We’re building a platform of different APIs (every API is written by different team, different timezone). We want to implement unified analytics for all of the APIs to have one data lake as a single source of truth. We are using Apigee as our API proxy for all of the APIs. Now the question is: where would you implement the analytics layer?

Our first thought was to implement it in Apigee and log events for every API call - but we encounter problems with providing full request, response payloads since we’re using streaming configurations for performance reasons what prevents Apigee from having access to the payload.

The other approach we considered was to obligate all services to send their own events - but is it really possible? Every team has their own schedule and it seems that analytics would always get lower priority, and how can we really make sure that every API call is being logged as expected?

How do your companies deal with analytics? Where would you implement such a layer? Would be grateful to hear your ideas.

Tulains Córdova
  • 39,570
  • 13
  • 100
  • 156

2 Answers2

1

Honestly,your best bet is to just log everything to stdout and stderr, then have your OS handle log rotate and all that. Each service can ship their logs using standard tools like systemd / syslog to your log aggregator. I like logstash for that, but Splunk will work.

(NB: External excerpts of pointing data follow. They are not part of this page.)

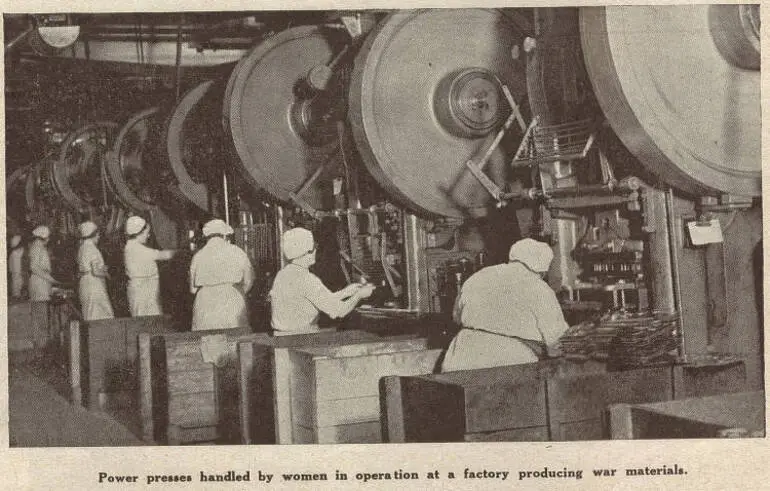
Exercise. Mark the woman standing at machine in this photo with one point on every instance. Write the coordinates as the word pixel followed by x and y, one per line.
pixel 94 301
pixel 508 314
pixel 298 296
pixel 142 269
pixel 220 276
pixel 40 284
pixel 15 268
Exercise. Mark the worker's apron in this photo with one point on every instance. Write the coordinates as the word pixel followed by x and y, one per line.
pixel 219 306
pixel 144 296
pixel 474 349
pixel 94 302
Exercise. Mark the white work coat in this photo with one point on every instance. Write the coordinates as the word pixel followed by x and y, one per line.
pixel 15 267
pixel 497 305
pixel 143 287
pixel 40 284
pixel 220 275
pixel 92 288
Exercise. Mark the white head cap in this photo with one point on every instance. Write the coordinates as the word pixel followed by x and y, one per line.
pixel 216 226
pixel 87 229
pixel 134 225
pixel 42 232
pixel 536 255
pixel 297 242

If you then need to ship to a third party, your internal log aggregator can control what gets shipped and how often to control cost and sensitivity.

This is by far the simplest and hardest to screw up approach.

Paul
  • 3,347
0

Now the question is: where would you implement the analytics layer?

In a separate microservice. The code to send event stream to it should be developed cooperatively by all your teams.

The other approach we considered was to obligate all services to send their own events - but is it really possible?

Why not? If you will be getting to much of the data, just use sampling (log only 1/5, 1/10 or 1/100 of all successfull requests + all failed ones).

Every team has their own schedule and it seems that analytics would always get lower priority

I think this is not a technical question, but a question of your project management quality.

and how can we really make sure that every API call is being logged as expected?

I guess the same way you make sure your services operate at all. By tests at all levels and external monitoring.